Christchurch Should Teach Us All The Importance Of Standing Shoulder To Shoulder With Our Neighbours

What happened in New Zealand may not have directly impacted non-Muslims, but the rise of white supremacist ideology will have drastic implications for anyone who isn’t white and male.
Edgar Su / Reuters

Following the recent terror attack against Muslims in Christchurch, New Zealand, the momentum of the white supremacist movement has been brought back into the forefront of how we view extremism and what can be done to combat it. While certain media outlets have tried to portray this attack as an isolated incident, the reality is, it is the result of a much larger movement, in which those in favour are slowly gaining confidence and a certain level of encouragement to act on their views.

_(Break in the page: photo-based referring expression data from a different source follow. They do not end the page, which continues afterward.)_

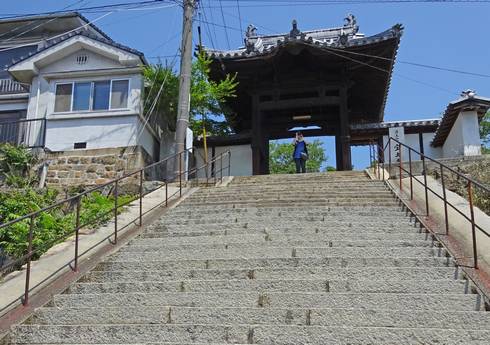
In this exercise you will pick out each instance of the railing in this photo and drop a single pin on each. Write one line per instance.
(378, 163)
(75, 203)
(9, 86)
(30, 133)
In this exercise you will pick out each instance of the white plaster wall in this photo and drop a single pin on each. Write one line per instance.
(241, 160)
(464, 137)
(68, 63)
(98, 133)
(412, 140)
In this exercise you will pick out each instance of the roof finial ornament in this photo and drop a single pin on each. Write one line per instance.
(350, 20)
(251, 31)
(468, 93)
(295, 31)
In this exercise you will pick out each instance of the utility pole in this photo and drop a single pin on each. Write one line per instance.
(185, 81)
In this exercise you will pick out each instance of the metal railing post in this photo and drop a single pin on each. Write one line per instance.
(425, 186)
(473, 229)
(446, 219)
(77, 233)
(115, 210)
(400, 167)
(221, 169)
(180, 174)
(29, 257)
(229, 163)
(410, 173)
(141, 199)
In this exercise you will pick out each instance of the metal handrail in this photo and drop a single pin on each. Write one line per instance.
(27, 258)
(471, 184)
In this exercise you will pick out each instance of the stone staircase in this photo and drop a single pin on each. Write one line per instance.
(293, 259)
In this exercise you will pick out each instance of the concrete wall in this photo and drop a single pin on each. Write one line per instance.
(241, 160)
(464, 137)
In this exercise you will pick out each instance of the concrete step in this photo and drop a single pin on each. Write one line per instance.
(343, 317)
(114, 264)
(336, 238)
(278, 285)
(162, 247)
(285, 252)
(439, 302)
(349, 228)
(243, 334)
(391, 274)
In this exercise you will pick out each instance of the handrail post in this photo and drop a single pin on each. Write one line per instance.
(389, 157)
(180, 174)
(473, 230)
(410, 172)
(425, 185)
(400, 167)
(77, 233)
(29, 256)
(445, 199)
(116, 183)
(383, 155)
(221, 169)
(229, 163)
(141, 198)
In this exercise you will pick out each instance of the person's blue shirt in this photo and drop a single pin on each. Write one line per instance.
(300, 147)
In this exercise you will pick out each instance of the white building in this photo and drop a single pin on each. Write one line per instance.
(72, 88)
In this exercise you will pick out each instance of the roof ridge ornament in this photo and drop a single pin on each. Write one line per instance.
(468, 94)
(295, 32)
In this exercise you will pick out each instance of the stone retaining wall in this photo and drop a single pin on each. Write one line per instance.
(93, 167)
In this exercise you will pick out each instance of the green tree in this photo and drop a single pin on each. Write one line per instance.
(207, 97)
(281, 157)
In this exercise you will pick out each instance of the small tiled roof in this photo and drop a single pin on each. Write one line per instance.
(58, 40)
(391, 124)
(469, 101)
(50, 17)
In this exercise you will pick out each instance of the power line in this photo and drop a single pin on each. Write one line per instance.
(93, 9)
(239, 15)
(224, 24)
(413, 63)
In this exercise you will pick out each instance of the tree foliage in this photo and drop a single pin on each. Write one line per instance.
(15, 165)
(281, 157)
(207, 96)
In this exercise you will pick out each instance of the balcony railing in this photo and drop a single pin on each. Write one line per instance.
(9, 86)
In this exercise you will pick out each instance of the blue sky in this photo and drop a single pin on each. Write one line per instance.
(451, 35)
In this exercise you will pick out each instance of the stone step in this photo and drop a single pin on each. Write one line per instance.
(336, 238)
(358, 317)
(114, 264)
(161, 246)
(392, 274)
(439, 302)
(421, 286)
(286, 252)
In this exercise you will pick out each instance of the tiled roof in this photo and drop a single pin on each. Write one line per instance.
(469, 101)
(58, 40)
(391, 124)
(340, 37)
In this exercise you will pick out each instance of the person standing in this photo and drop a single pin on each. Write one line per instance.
(300, 153)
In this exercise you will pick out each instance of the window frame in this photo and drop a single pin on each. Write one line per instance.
(92, 90)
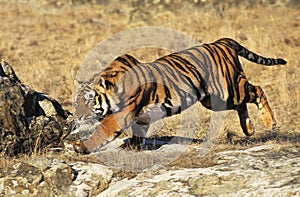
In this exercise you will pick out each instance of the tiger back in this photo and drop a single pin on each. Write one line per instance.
(133, 94)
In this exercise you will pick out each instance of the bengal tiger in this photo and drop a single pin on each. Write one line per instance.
(129, 93)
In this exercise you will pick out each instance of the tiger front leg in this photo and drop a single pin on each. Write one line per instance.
(264, 108)
(109, 128)
(258, 97)
(245, 121)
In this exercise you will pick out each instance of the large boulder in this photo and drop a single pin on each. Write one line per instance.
(55, 177)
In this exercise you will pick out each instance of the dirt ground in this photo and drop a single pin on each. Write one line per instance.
(47, 41)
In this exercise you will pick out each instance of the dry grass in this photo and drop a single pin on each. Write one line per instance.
(46, 43)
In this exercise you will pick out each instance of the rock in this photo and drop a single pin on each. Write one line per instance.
(266, 170)
(54, 177)
(91, 179)
(30, 121)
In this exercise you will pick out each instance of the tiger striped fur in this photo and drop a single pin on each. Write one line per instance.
(133, 94)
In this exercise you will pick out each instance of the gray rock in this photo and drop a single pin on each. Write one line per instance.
(54, 177)
(268, 170)
(30, 121)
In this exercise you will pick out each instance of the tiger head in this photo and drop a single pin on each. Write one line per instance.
(93, 99)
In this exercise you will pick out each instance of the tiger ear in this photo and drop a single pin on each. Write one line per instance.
(77, 83)
(99, 80)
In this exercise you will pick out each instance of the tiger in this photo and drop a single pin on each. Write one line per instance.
(129, 93)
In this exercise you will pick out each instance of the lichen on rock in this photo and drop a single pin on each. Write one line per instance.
(30, 121)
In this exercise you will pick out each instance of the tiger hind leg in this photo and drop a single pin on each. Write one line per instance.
(245, 121)
(258, 97)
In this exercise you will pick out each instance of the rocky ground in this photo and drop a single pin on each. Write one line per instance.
(265, 170)
(47, 41)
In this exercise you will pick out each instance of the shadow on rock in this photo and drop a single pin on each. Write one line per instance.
(30, 121)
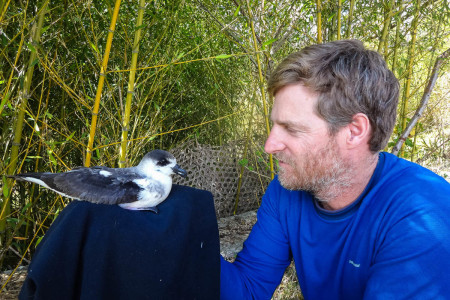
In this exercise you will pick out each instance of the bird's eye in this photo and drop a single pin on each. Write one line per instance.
(162, 162)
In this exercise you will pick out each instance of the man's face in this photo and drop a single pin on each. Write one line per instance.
(309, 158)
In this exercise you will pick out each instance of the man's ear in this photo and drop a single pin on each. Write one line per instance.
(359, 130)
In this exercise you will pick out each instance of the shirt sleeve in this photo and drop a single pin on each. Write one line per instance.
(413, 259)
(259, 267)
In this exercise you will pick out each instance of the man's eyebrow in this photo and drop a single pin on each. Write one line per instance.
(291, 124)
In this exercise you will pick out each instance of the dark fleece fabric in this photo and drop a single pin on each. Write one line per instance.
(97, 251)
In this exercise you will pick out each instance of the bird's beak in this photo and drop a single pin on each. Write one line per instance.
(178, 170)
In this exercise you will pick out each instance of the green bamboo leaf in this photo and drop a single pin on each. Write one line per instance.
(95, 48)
(409, 143)
(140, 27)
(243, 162)
(5, 187)
(236, 12)
(34, 62)
(222, 56)
(31, 47)
(70, 136)
(52, 158)
(269, 42)
(38, 241)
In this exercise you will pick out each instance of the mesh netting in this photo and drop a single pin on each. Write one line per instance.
(217, 170)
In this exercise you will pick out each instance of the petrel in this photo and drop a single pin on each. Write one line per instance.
(141, 187)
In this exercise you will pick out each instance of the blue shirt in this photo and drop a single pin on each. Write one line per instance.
(393, 242)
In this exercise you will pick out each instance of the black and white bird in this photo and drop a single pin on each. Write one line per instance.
(142, 187)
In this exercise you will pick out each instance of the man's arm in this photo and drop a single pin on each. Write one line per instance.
(260, 266)
(413, 260)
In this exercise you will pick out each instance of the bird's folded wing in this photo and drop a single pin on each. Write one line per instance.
(98, 185)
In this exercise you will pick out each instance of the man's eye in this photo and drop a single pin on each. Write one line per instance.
(291, 130)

On 15 March, 51 Muslims were killed while attending Friday prayers. A 28-year-old Australian man, who is a self-proclaimed white supremacist and supporter of Donald Trump, has been arrested and charged with murder. In a 74-page manifesto the alleged shooter published online, he cited other white supremacists and mass murderers as inspiration, and described himself as a “racist” and “ethno-nationalist eco-fascist”. While he stated that he had no issue with Muslims in their “homelands”, his issue is with them being “invaders” in the West, and he expressed even more hatred for white Muslim converts, who he described were “traitors” to their kind.

As a white Muslim convert myself, I know the feeling of being titled a “traitor” all too well. I have been labeled as one countless times online, as well as felt the judgements from within my own family. While half of my family is rather accepting and acclimated to the change, the other side could only be described as “soft-racists” or “white supremacist sympathisers”, at the least, and avid Trump supporters. So it is admittedly strange seeing anti-Muslim propaganda from my own friends and family on my Facebook, while being a follower of the Islamic faith myself. However, I do have the added advantage of viewing ‘both sides’, and while I may not be able to bring myself to empathise with racism or white supremacy – I can understand those who live in apathy.

With so much going on in the world, it can be difficult to give our already limited attention to things that seemingly don’t ‘affect’ us. For example, as an American living in London, I may not necessarily be as concerned with the elections in Germany as I would be with the 2020 US Presidential elections or Brexit. However, we run the risk of isolating ourselves from support from other communities when we experience traumatic events, if we don’t ally ourselves with others’ causes and strife. When the attack in New Zealand occurred, I was astonished at the number of non-Muslim friends, family and colleagues of mine that did not seem to even be aware that it took place. People who were previously very vocal regarding terror attacks committed by “Muslims”, suddenly did not have anything to say. While it is easier for us to disconnect from events that happen to those we identify as ‘others’, I expected the fact that it happened in a Western country would have drawn more attention and acknowledgement from fellow communities.

On the ground in New Zealand, the support was absolutely present and admirable. Multiple groups of individuals performed ceremonial haka in honour of the victims, and members of the community visited their local mosques to ‘guard’ the worshippers while they prayed. Gestures of solidarity were also seen worldwide, with people bringing flowers to their local mosques, and giving their condolences to the Muslim community.

While this particular tragedy may not have directly impacted individuals who aren’t Muslim, the rise of white supremacist ideology does, and will have drastic implications for anyone that isn’t white and for the most part, who isn’t male. Therefore; it is all of our responsibilities to support our diverse communities of ethnicity and religion, in order to combat this very dangerous mentality. When speaking of the attack in New Zealand, mayor of South Bend in Indiana Pete Buttigieg, stated that the attack was “an attack on us all” and tweeted “And yet again, the obvious bears repeating: white nationalism kills”.

While white nationalist mentality has existed for a long time, the issue at hand is that our current political climate is one that does not discourage this ideology, and in fact only fuels and empowers those who ascribe to it. President Donald Trump speaking of the attack made no mention of Muslims, terrorism, hate or white supremacy, rather he tweeted his “warmest sympathy and best wishes” to those affected. Shortly after the attack during an interview in the oval office, Trump stated that he did not feel the growing danger of white supremacy was a problem, asserting that it’s only a “small group of people that have very, very serious problems. It’s certainly a terrible thing.”

The fact of the matter is, we are a diverse world full of varied cultures and religions, and in order to combat this growing notion of it being an ‘us’ vs. ‘them’ dynamic, we all need to be allies of one another. The stronger we band together as smaller communities forming one large community, the weaker the white supremacist movement becomes. That means learning about and understanding one another, and coming together to support communities in need, or those affected by terrorism, racism, and brutality. As a Muslim, if I hope individuals from different backgrounds will stand up for my right to practice my faith and exist safely, I have to also extend my support to my black brothers and sisters, the Jewish community, the Sikh community, etc. I have hope that through unity and understanding, we can push back against the dangerous rhetoric fuelled by the media, and prevent attacks like this from happening to anyone in the future.